Farming is broken: Let’s fix it. Part 1 - People

8 minute read — Published 22nd May, 2024

Factory farming puts our lives at risk

Factory farming is a broken system: torturing animals, destroying the planet and putting our lives at risk.

Despite this, it remains the dominant system for producing meat, dairy, and eggs. In the USA, 99% of the meat we eat is factory farmed;1 while in the UK roughly 73 - 85% of farmed animals live in factory farms.2

In this series, we explore the many harms of factory farming and some of the ways that we can, together, make farming kinder to people, the planet and animals.

The impacts of factory farming on the environment are increasingly well-known, and we all agree that it causes animal suffering. But the story of the damage factory farming does to us directly is far less well known. In this first of three articles, we explore some of the ways factory farming puts our health at risk, increases global hunger and devastates the lives of its workers.

Health Risks

The cramped, unsanitary environments of factory farms are breeding grounds for pathogens that can leap from animals to humans, setting the stage for the next global pandemic. Since 1940, half of new diseases that transfer from animals to humans have been attributed to animal agriculture.3 History sends us a stark warning of the devastating potential of these conditions with outbreaks like H1N1 bird flu, swine flu, mad cow disease, SARS, Q-fever, Nipah virus all originating in animals.4 Even COVID has been linked to the use of animals for food (although the debate about its origins are ongoing).5 These diseases underline the delicate balance we have upset by prioritizing industrial efficiency over biological safety.
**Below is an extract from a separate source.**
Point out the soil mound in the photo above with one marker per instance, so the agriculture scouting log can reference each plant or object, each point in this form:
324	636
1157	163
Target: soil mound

COVID: "The World is Temporarily Closed"

The threat of pandemics, however, is just one dimension of the public health crisis posed by factory farming. The perils extend to our dinner plates, with over a third of foodborne diseases (which cause 600 million illnesses and 420,000 deaths each year)6 linked to animal-source foods.7

Factory farming is also making it harder to fight back against disease. Roughly three-quarters of the world's antibiotics are administered to livestock in an attempt to combat the filthy conditions in which those animals are kept8. This practice means that factory farming is one of the main causes of antibiotic-resistant superbugs, which claim 1.27 million lives annually9 and threaten to become the leading cause of death globally by 2050. 10

Factory farming is a public health time bomb. We must fix factory farming now, not just to prevent the next pandemic but to address the ongoing crises of foodborne illnesses and antibiotic resistance. The stakes have never been higher, and the cost of inaction is measured in human lives.

Global hunger

Almost no one thinks that the way we treat animals in factory farms is ok, but it is often justified as necessary to produce enough affordable food for us all. It’s not.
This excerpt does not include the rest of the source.